Coconut flour is gluten-free and vegan-friendly – and it even checks the boxes for being Paleo-friendly as well!
Why coconut flour is Whole30-approved
Coconut flour is a popular gluten-free flour along with many of the flours that aren’t allowed on Whole30, so it might be a little confusing as to why coconut flour is Whole30-approved.
Coconut flour isn’t considered a grain, grain substitute (like amaranth flour and buckwheat flour), or a pseudo-grain like quinoa. (Pseudograins are things that aren’t technically grains but are similar to grains nutrition-wise.)
Coconuts are botanically considered drupes (fruit with a hard interior shell containing a seed) and can also be considered a fruit, nut, AND seed – all of which are allowed on Whole30.

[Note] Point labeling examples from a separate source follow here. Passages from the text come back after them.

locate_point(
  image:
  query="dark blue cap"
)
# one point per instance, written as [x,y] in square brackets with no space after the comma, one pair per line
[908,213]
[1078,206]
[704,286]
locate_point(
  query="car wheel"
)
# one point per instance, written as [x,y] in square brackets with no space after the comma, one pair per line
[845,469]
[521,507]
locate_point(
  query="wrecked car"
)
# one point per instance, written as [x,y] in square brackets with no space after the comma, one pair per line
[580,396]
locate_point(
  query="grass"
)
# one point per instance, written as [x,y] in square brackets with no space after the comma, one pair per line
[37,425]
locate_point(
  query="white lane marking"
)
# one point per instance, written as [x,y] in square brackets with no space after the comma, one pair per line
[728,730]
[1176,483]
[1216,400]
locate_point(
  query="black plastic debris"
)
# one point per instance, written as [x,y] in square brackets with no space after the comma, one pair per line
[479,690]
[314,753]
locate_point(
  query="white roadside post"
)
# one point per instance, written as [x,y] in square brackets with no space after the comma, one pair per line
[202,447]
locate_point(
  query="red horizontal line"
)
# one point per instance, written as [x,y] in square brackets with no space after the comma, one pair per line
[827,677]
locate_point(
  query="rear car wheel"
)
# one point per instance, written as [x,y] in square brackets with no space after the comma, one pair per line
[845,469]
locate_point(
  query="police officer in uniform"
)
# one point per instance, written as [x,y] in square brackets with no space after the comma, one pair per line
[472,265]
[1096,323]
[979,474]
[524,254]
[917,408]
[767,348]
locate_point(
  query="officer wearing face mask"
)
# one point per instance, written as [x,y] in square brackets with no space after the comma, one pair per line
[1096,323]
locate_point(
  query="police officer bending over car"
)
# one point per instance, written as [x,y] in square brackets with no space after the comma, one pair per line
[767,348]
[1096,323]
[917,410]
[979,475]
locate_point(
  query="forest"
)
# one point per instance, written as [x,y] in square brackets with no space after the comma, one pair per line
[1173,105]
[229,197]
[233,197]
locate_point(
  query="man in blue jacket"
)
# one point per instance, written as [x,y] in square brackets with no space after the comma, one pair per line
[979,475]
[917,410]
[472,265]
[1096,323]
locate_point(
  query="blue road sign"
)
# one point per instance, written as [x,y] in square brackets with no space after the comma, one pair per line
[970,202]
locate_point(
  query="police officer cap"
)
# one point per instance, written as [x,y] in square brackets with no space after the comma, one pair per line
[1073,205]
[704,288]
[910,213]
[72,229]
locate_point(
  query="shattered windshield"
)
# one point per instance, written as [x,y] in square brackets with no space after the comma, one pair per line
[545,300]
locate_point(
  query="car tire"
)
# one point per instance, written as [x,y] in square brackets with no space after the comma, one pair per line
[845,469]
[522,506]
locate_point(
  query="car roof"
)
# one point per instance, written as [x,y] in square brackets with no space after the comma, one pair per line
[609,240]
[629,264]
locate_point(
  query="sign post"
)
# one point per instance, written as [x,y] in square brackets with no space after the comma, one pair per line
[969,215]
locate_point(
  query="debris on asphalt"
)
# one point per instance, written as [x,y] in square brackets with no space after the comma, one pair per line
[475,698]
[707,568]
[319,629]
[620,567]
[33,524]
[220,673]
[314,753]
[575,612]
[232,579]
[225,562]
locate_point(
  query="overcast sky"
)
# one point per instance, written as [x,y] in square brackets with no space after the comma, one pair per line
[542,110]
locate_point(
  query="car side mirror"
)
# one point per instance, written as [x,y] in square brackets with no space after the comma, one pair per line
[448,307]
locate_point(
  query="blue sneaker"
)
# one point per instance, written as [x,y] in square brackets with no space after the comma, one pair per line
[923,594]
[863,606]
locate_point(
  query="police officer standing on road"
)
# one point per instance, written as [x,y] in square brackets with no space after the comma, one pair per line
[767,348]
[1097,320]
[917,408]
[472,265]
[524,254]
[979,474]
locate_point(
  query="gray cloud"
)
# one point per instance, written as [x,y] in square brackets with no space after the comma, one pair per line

Are other coconut products Whole30 compliant?
Coconut flour isn’t the only Whole30-approved coconut byproduct! Coconut oil and coconut milk are also Whole30 compliant (as long as they don’t contain any ingredients that aren’t Whole30, like carrageenan, a type of thickener, or any type of sweetener).
Unsweetened shredded coconut flakes and coconut cream are also considered Whole30 as long as they aren’t used to make “off-limits” foods like desserts and baked goods (so no coconut milk ice cream!). Other things that are considered off-limits during Whole30 are making tortillas, pizza crusts, and other grains with approved flours.
The list of rules of what you can’t use coconut flour for is a bit lengthy, so we’ll explain that specific rule next!
The Whole30 “pancake rule” and coconut flour
One of the premises of the Whole30 diet is to try to break any “bad” eating habits, like gravitating towards bread/grains when you’re stressed, things that are hard to stop eating once you start, or “comfort foods” that displace more nutrient-dense foods like quality protein and vegetables.
Here is the exact “pancake rule” that can help you gauge if you’re using coconut flour in a Whole30-approved way or not:
The “Pancake Rule”: Do not recreate or purchase baked goods, “foods with no brakes,” or treats with Whole30 compatible ingredients. Some specific foods that fall under this rule include: pancakes, crepes, waffles, bread, tortillas, biscuits, muffins, cupcakes, cookies, brownies, alternative flour pizza crust or pastas, granola, cereal, ice cream, commercially-prepared chips (potato, tortilla, plantain, etc.), or deep-fried French fries.
Oats are a type of grain, so oat flour and other grain-based flours aren’t Whole30 compliant.
As long as the coconut product doesn’t contain any non-Whole30-approved ingredients, then you can include it during Whole30! The main things to watch out for are sweeteners and thickeners like carrageenan, which are common in some types of coconut milk.
Carrageenan is thought by some to trigger inflammation and potentially damage your digestive tract. At this time, carrageenan is still considered a safe food additive per the Food and Drug Administration.